I’m also passionate about a new joy-based book I’ve writing this year, The Heart’s Compass Tarot and Writing Workbook (forthcoming from Saddle Road Press). Based on the tarot writing classes I’ve taught since 2012, the workbook guides readers through the process of discovering inner symbols in the service of creating their own personal tarot cards.
SJF: What has your experience been as a writer in San Diego?
When we relocated from Northern California in 2012, I felt instantly at home at San Diego Writers, Ink, especially in the Brown Bag writing sessions where we meet around the table, write to a prompt, and read work aloud without feedback (a great, gentle way to enter a community of writers).
I love that I get to be both a teacher and a student. I teach poetry (Second Saturdays Poetry Read and Critique) and as a student I participate in poetry, memoir, and women’s thought leader workshops. I love teaching in the Inspirations Art Gallery in Liberty Station and I thoroughly enjoy writing and playing with others so deeply in love with writing.
SJF: How has storytelling influenced your life?
Storytelling entered my life through the stories my father read to me (and my siblings) while I was growing up. Every morning my father would ask about our nighttime dreams. Because he always kept a typewriter on the table along with a bag of clay, jars of colored pencils and pots of paint, the stories and dreams moved out of our heads and into form on paper. Imagination, books, dreams, and art continue to provide a lens through which I seek to make sense of the world around me and connect with others.

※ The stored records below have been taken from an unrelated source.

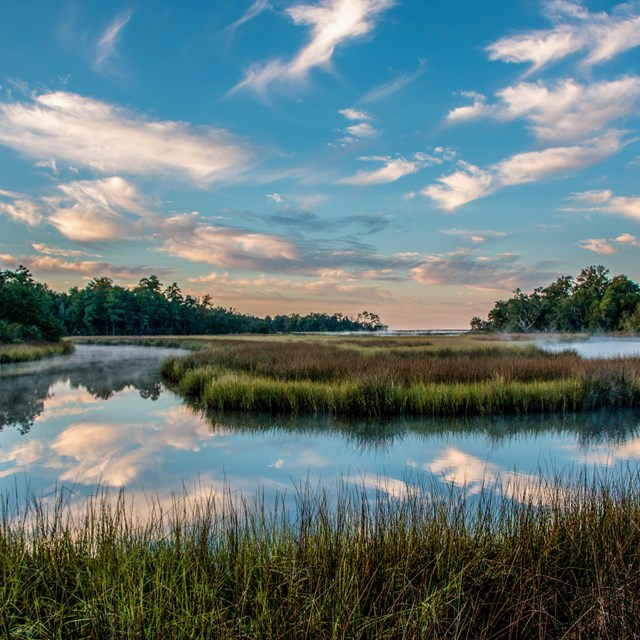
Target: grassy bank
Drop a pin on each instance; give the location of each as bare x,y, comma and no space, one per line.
411,376
25,352
562,563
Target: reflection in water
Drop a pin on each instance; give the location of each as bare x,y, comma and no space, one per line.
101,418
588,428
102,371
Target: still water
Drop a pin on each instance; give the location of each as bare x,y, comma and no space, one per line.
102,418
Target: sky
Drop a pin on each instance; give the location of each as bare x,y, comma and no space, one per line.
417,159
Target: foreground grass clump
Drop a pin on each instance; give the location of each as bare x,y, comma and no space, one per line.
25,352
358,377
562,562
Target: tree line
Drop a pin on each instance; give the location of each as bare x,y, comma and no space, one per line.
30,310
592,302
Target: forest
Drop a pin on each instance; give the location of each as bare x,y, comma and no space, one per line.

SJF: If you had a magic wand, what kind of opportunities would be available to writers in San Diego?
Truly, magic abounds already—I’m thinking of two powerful performances that moved me this year in San Diego. I loved seeing the Memoir Showcase that was brought to fruition under the stewardship of Marni Freedman and Tracy Jones and produced by San Diego Writers, Ink and The San Diego Memoir Association. The other fantastic performance I saw this spring was The Fire in Me written by playwright Thelma De Castro. The play focuses on domestic violence in San Diego’s Filipino community and provides many beautiful takeaway messages such as the suggestion to “look for the helpers” around us. The play received grant support from the San Diego Foundation and California Humanities.
My magic wand would attract more of the same: an ongoing dynamic, diverse conversation within our community of writers, and grants funding even more community based writing projects of all kinds.
SJF: What are you excited about when it comes to participating in the inaugural San Diego Writers Festival?
I am excited that the festival is free and open to the public so writers and those curious about writing, including children, will have access to a beautiful range of diverse classes they might not otherwise try. I love that the festival will be held in the downtown public library with its gift store and fabulous used bookstore.
SJF: What advice would you give to a new writer in San Diego?
Check out open mics in the area or stop by San Diego Writers, Ink–come to a class, reading, or performance. And pitch a class to teach; jump on in—we can’t wait to meet you!